A FLAP has begun with the disclosure that California Governor Arnold Swarzenegger’s Administration and proponents of Proposition 77, the redistrcting initiative, knew about legal problems with the measure more than a week before they were disclosed.
Though the legal tactics varied, the bottom line was much the same: a concern that Secretary of State Bruce McPherson might have been duped into certifying Proposition 77 for the ballot by untimely notification of its legal glitch.
“As I’m sure you can appreciate, it is absolutely essential that the secretary of state be perceived as fair and impartial in his conduct relating to elections,” attorney Lance Olson, representing a group opposing Proposition 77, said in a letter Friday to McPherson.
Attorney General Bill Lockyer’s office called circumstances surrounding the case “extremely troubling” and asked proponents Friday to voluntarily provide documents that could shed light on the chain of events leading to the controversy.
Sounds like political posturing for public consumption while behind the scenes negotiations are occuring between the Speaker and the Governor’s office to make a deal/trade of redistricting for a modification of term limits.
Friday’s legal wrangling was ignited, in part, by disclosure Thursday that the Republican governor’s legal affairs secretary, Peter Siggins, and an attorney for the measure’s proponents, Daniel Kolkey, knew about the legal glitch but did not report it until after McPherson certified the measure.
Olson claims that timely notification could have stopped Proposition 77 in its tracks, but that the legal burden shifts once a measure is officially certified as having attracted an adequate number of voter signatures.
McPherson contends he has a legal obligation to place onto the ballot any certified measure.
Opponents also seized Friday on a disclosure by Siggins and Kolkey that they talked with each other about the issue before notifying McPherson’s office, and that they later talked individually with a high-ranking member of the secretary of state’s staff, Undersecretary Bill Wood.
And, of course, their intention was to certify this measure for the ballot at any cost.
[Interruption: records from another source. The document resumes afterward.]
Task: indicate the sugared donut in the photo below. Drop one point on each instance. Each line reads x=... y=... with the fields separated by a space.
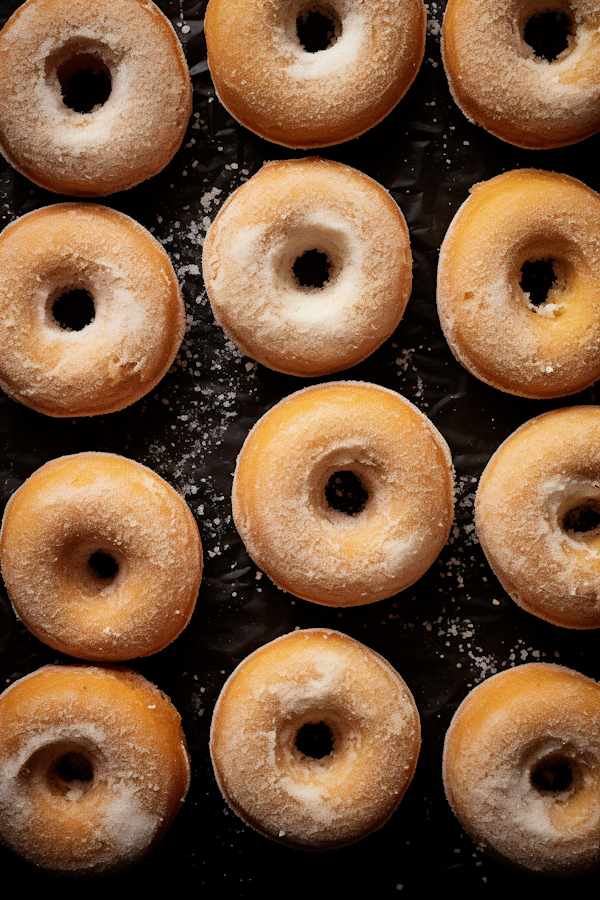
x=343 y=493
x=538 y=516
x=329 y=796
x=522 y=768
x=131 y=49
x=91 y=314
x=518 y=228
x=499 y=82
x=286 y=213
x=268 y=80
x=101 y=558
x=93 y=768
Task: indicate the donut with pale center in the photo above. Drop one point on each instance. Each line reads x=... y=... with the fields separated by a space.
x=288 y=213
x=518 y=289
x=101 y=558
x=343 y=493
x=128 y=117
x=537 y=514
x=522 y=769
x=91 y=313
x=335 y=90
x=499 y=81
x=93 y=768
x=314 y=740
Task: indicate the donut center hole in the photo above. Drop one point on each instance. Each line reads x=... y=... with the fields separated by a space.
x=73 y=310
x=85 y=83
x=315 y=739
x=583 y=519
x=537 y=279
x=312 y=269
x=548 y=33
x=554 y=773
x=103 y=565
x=345 y=493
x=317 y=29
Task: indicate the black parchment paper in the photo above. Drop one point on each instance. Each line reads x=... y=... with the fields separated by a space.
x=444 y=635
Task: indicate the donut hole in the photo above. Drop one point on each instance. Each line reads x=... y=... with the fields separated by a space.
x=346 y=493
x=318 y=28
x=315 y=740
x=548 y=33
x=73 y=309
x=85 y=82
This is an initiative to benefit the voter?
Siggins and Kolkey said Thursday that they did not intentionally wait until after certification to notify the secretary of state’s office, but that they needed some time to research legal issues regarding the differences in text, which they contend are minor and immaterial.
The duo also claimed there was nothing unethical about their conversations with each other about Proposition 77 and that they exerted no pressure on the secretary of state’s office.
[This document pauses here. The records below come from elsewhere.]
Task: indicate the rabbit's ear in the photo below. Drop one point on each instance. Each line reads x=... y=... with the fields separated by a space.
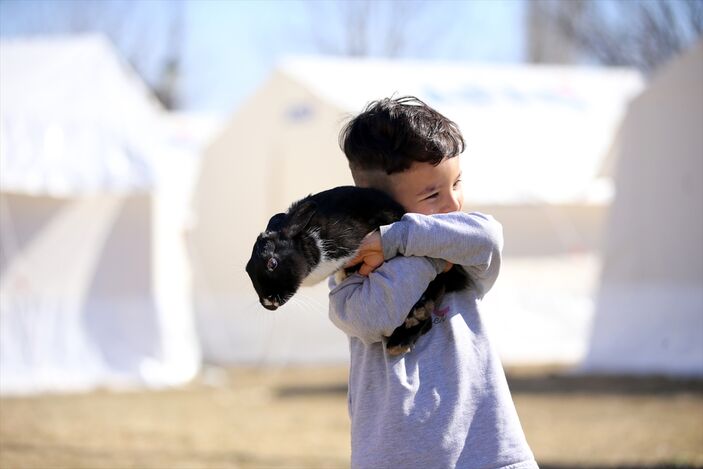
x=300 y=216
x=276 y=222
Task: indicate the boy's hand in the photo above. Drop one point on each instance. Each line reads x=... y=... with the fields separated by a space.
x=370 y=254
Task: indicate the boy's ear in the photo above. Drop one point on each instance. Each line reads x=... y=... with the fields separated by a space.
x=276 y=222
x=300 y=218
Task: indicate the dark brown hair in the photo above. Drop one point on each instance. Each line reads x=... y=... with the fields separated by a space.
x=392 y=133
Gale Kaufman, a political consultant to Assembly Democrats, said she fears that the initiative process has been abused.
“People are hiding what was really going on. They delayed the process, and now their excuse is, ‘It’s really inconsequential,’ ” she said. “I think it’s very consequential.”
Olson’s letter to McPherson on Friday asked the latter to reconsider his decision to place Proposition 77 on the ballot in light of the disclosures by Siggins and Kolkey.
All political banter….. wait until the hearing on the 21st.
McPherson, through an attorney, responded in writing to Olson, saying that he is seeking judicial guidance on how to proceed.
“Whatever the court decides, (he) will implement without reservation,” wrote the attorney, Angela Schrimp de la Vergne.
Lockyer’s office, in a separate letter Friday to Kolkey, questioned whether the textual differences in Proposition 77’s documents were an “intentional rewrite” rather than a simple mistake, as claimed by the proponents.
Ahhhhh arguments for next Thursday.
Lockyer noted that proponents did not promptly notify McPherson about potential legal problems, and that the attorney general’s office was not alerted until an additional 18 days had passed.
The leader of the initiative drive, Ted Costa, contacted the attorney general’s office on June 21 seeking a title and summary for Proposition 77 to be placed on the ballot. But he failed to mention the legal glitch, the attorney general claimed.
“These facts are extremely troubling, and they raise serious questions about the chain of events involved,” wrote Richard M. Frank, chief deputy attorney general for legal affairs.
Kolkey, contacted Friday evening, said he had just received Frank’s letter and had not yet read it. Costa was unavailable for comment.
It appears that Lockyer is blathering in the press because his legal case is weak.
Flap handicaps a very very likely chance that the measure will proceed to the ballot, but wonders if it will be traded away for other modified propositions, stipulating a change in redistricting process, but also changing the term limit law, Prop. 140.
Ted Costa will have to enlighten us at the Bear Flag League Summer Conference tomorrow.